21 agosto 2026

Moraes autoriza Jair Bolsonaro a voltar a receber visitas dos filhos Carlos e Jair Renan na prisão domiciliar

Divulgação rede social

O ministro Alexandre de Moraes, do Supremo Tribunal Federal (STF), autorizou que o ex-presidente Jair Bolsonaro (PL) volte a receber na prisão domiciliar as visitas dos filhos Carlos Bolsonaro e Jair Renan Bolsonaro.

Os encontros não poderão ter finalidade político-eleitoral e nem viabilizar a divulgação de manifestos políticos-eleitorais.

O ministro ressaltou que as demais visitas deverão ser previamente autorizadas pelo STF

"Ressalte-se que a estrita observância de todas as condições fixadas por lei e pelas decisões judiciais constitui pressuposto para a manutenção do regime de cumprimento atualmente deferido, de modo que eventual descumprimento poderá ensejar a imediata reavaliação do benefício concedido, com a adoção de medidas mais gravosas, inclusive a reversão da prisão domiciliar humanitária em regime fechado", escreveu Moraes.

O senador Flávio Bolsonaro (PL-RJ), candidato à Presidência da República, continua proibido de se encontrar com o pai até o fim das eleições.

Em julho, Moraes suspendeu visitas gerais a Bolsonaro por 30 dias, com exceção de visitas permanentes da equipe médica, fisioterapêutica e dos advogados.

A proibição ocorreu após Flávio Bolsonaro divulgar a carta intitulada "Carta aos brasileiros", escrita pelo pai, violando uma das restrições impostas pelo Supremo para o cumprimento da prisão domiciliar.

Bolsonaro, que foi condenado a 27 anos e três meses de prisão na chamada trama golpista, recebeu o benefício diante do estado de saúde frágil.

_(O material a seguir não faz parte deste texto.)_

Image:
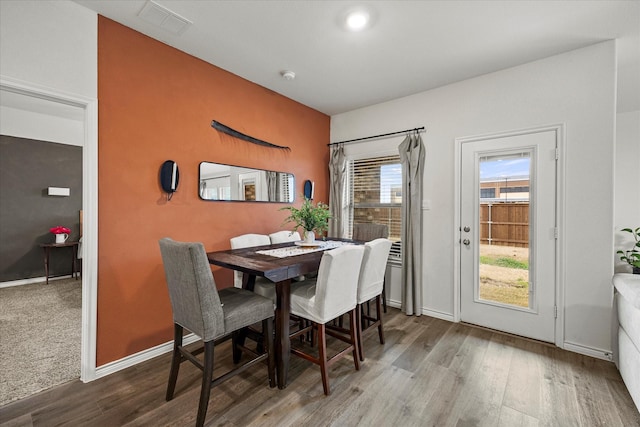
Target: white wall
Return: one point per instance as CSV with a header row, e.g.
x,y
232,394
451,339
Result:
x,y
42,127
576,89
627,175
50,43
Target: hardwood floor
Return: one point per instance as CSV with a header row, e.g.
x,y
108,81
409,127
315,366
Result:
x,y
429,373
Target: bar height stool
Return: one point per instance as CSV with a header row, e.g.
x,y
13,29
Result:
x,y
212,315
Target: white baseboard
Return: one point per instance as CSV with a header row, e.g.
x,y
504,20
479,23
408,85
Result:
x,y
426,312
31,280
589,351
134,359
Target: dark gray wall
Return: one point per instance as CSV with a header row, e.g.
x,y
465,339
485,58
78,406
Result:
x,y
27,169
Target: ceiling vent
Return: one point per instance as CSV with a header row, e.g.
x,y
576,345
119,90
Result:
x,y
158,15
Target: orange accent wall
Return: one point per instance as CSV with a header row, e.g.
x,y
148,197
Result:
x,y
157,103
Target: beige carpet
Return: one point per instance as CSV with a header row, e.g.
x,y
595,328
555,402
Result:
x,y
40,333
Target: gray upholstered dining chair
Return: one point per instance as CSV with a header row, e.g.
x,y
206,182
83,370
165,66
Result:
x,y
212,315
370,286
329,296
366,233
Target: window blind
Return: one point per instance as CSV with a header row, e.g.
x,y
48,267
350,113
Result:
x,y
375,196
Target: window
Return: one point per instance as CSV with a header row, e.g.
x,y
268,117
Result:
x,y
520,189
487,193
375,196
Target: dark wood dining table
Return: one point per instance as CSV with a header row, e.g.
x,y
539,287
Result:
x,y
280,271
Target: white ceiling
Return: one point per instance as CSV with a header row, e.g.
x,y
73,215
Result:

A defesa de Jair Bolsonaro comunicou ao Supremo Tribunal Federal (STF) nesta sexta-feira (21) que iria retomar o agendamento de visitas "gerais" ao ex-presidente, que está em prisão domiciliar por tentativa de golpe de estado.

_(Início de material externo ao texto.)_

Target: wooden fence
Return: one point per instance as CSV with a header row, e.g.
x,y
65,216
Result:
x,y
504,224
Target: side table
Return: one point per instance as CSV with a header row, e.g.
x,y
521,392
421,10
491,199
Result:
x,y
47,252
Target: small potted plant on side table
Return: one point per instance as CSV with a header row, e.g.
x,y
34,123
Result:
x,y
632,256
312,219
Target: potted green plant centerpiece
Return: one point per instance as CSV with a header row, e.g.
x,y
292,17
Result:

Moraes determinou em 17 de julho a suspensão desse tipo de visitas a Bolsonaro por 30 dias. É esse o prazo que expirou na semana passada.

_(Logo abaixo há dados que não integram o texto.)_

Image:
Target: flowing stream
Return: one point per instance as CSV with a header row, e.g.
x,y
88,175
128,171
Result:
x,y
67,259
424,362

Visitas permanentes das equipes médica e fisioterapêutica, além das dos advogados, estavam liberadas.

Visitas político-eleitorais

A defesa de Bolsonaro já recorreu da decisão que proibiu visitas político-eleitorais e divulgação de manifestos com esse teor.

Os advogados classificaram a restrição como "genérica" e dizem que foi criada uma limitação sem respaldo constitucional ou legal.

Além disso, Moraes negou pedido da defesa para uma visita do presidente da Argentina, Javier Milei, ao ex-presidente.

O encontro ocorreria em 25 de julho, data em que ocorreu a convenção nacional do PL que oficializou a Flávio Bolsonaro como candidato à Presidência da República.